Light danced in the skies. Pinpricks of brightness in the dark. And that was salvation. It seemed to be the promise: out of the shadows, they shall shine radiant, if they manage to gain redemption. Like a cruel trickster, I showed them a shiny trinket and overstated its value. Redemption for creatures who know nothing to atone for, who were battling demons on my whims and who were to be rewarded with just a promise.

And from this idea of redemption, of heaven, I created their first deity in my image, as a proof of my promise. I defined success for them and then gave them glimpses of it. I gave them the Abyssinian Woman. She was the image they would toil for. She was the perfection they would all covet.

And through her, I gave them their first taste of desire. And despair. And love. I watched as my newly made minions built altars to her; watched as they raised temples and chiseled mountains to please her, this woman who did not exist. And it pleased me to see them sweat. It pleased me that they reached for something unattainable, just as I was reaching.

Part Four: Eliot
I am tired. The room seems to have shrunk. The piles of paper have turned into mountains and strive no longer, just like my creations. Fatigue has crept into my fingers and my creatures have evolved. Like my handwriting, they have also become crooked and look no longer to the heavens. They discuss morality with dead voices and walk their stone-flagged streets thinking petty thoughts. They are slowly tearing at the edges of my world.

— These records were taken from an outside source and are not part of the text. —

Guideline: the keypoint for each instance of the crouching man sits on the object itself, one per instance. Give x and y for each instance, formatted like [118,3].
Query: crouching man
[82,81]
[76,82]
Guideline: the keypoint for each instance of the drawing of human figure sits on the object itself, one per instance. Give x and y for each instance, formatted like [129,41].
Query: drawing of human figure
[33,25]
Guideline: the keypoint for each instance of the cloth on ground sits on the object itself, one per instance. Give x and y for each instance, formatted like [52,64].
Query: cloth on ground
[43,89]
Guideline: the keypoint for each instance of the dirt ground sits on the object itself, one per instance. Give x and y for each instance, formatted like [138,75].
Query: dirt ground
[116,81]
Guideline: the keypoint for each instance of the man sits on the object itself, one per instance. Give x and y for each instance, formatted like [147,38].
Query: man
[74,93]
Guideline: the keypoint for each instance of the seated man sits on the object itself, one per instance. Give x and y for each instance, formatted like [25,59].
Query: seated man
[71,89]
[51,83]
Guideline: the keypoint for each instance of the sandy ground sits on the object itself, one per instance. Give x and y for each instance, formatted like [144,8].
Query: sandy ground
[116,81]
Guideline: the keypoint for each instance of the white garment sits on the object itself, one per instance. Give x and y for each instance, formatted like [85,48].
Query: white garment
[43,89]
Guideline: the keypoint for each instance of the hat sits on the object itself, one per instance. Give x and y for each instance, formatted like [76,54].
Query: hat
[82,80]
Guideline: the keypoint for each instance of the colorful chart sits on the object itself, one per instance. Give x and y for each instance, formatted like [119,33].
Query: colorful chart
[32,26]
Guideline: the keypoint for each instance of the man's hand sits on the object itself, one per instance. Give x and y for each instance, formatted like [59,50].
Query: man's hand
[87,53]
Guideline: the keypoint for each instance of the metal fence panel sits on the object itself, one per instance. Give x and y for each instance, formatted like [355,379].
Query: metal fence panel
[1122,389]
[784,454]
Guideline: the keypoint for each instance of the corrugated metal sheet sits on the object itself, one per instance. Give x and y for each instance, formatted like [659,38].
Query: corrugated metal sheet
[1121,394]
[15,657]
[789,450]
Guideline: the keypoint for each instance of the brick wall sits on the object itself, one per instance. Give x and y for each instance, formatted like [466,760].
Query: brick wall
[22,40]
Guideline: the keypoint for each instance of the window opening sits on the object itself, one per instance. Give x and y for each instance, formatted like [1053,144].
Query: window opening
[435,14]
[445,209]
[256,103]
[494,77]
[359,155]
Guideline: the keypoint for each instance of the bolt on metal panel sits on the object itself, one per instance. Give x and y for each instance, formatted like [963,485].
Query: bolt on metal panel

I watch as they break out into fights, as they raise from among them leaders, who become kings, who become tyrants. I am left dumbfounded as my creatures starve while others hoard the wealth I have given them. They have found emotion, they have found hate. They have learned to question the stars I have shown them. Even the hell that I first created, their struggle, has become immaterial to them.

And among them are a few, who have retreated from their material world. I watch as they dream. I watch as they take the language that I have so lovingly moulded and use it to write their own epochs. They paint, they sculpt. They strive towards beauty. And fail just as miserably as I do.

They create stories. And their stories become new worlds yet that are beyond my ken. Beyond my reach. What hurts me more than their independence is that some of them have managed to touch the surface of true beauty. The worlds these artists paint are so much more than the one I built for them.

I am enraged, that they would be so presumptuous, that they would take upon themselves an activity that is solely mine. I am jealous and a little afraid. Yet the pen scratches on.
I will show them fear in a handful of dust.

Part Five: Camus
The disease has spread. I am no longer in control of all my faculties. It takes great effort to etch out a few lines. Yet I persist. But it is not the pain of putting words to paper that stumps me. I am lost as to my next task. What am I to do with this world?

As I find myself unable to leave the chair, a lightning strikes outside my window. A storm is here and with it comes the smell of wet earth, the instantly cool breeze of the rain. And I realise I am dying and it has all been vanity. Cancer has to be excised. My world is now filled with leprous growths. I can see how my creatures, my beautiful children, are now marred with their doubts and their wants. I need to relieve them of their suffering; agony that I had not predicted. Destruction is the only real truth. They cannot be raised to heaven and they cannot go to hell because those concepts have lost meaning for them. I need to end it. I need to wipe the slate clean.

Through the gap in my window, I can see the same new skewed sun rising above the clouds as I raise my hand to deliver the final swipe, as my heart, tired of its trials, stutters. I am Sisyphus, I am Atlas, being blinded by the sun as the weight of the world I hold becomes too much.
My last thought, as I view my broken world, is a lamentation. How beautiful it could have been if only----

Note: The write-up ended mid-sentence, with an extended drawl. We're publishing it as we found it. Deal with the disappointment as we have and maybe ponder the futility of it. Sometimes, we can't finish our stories. Also, the title is from both WB Yeats and Chinua Achebe.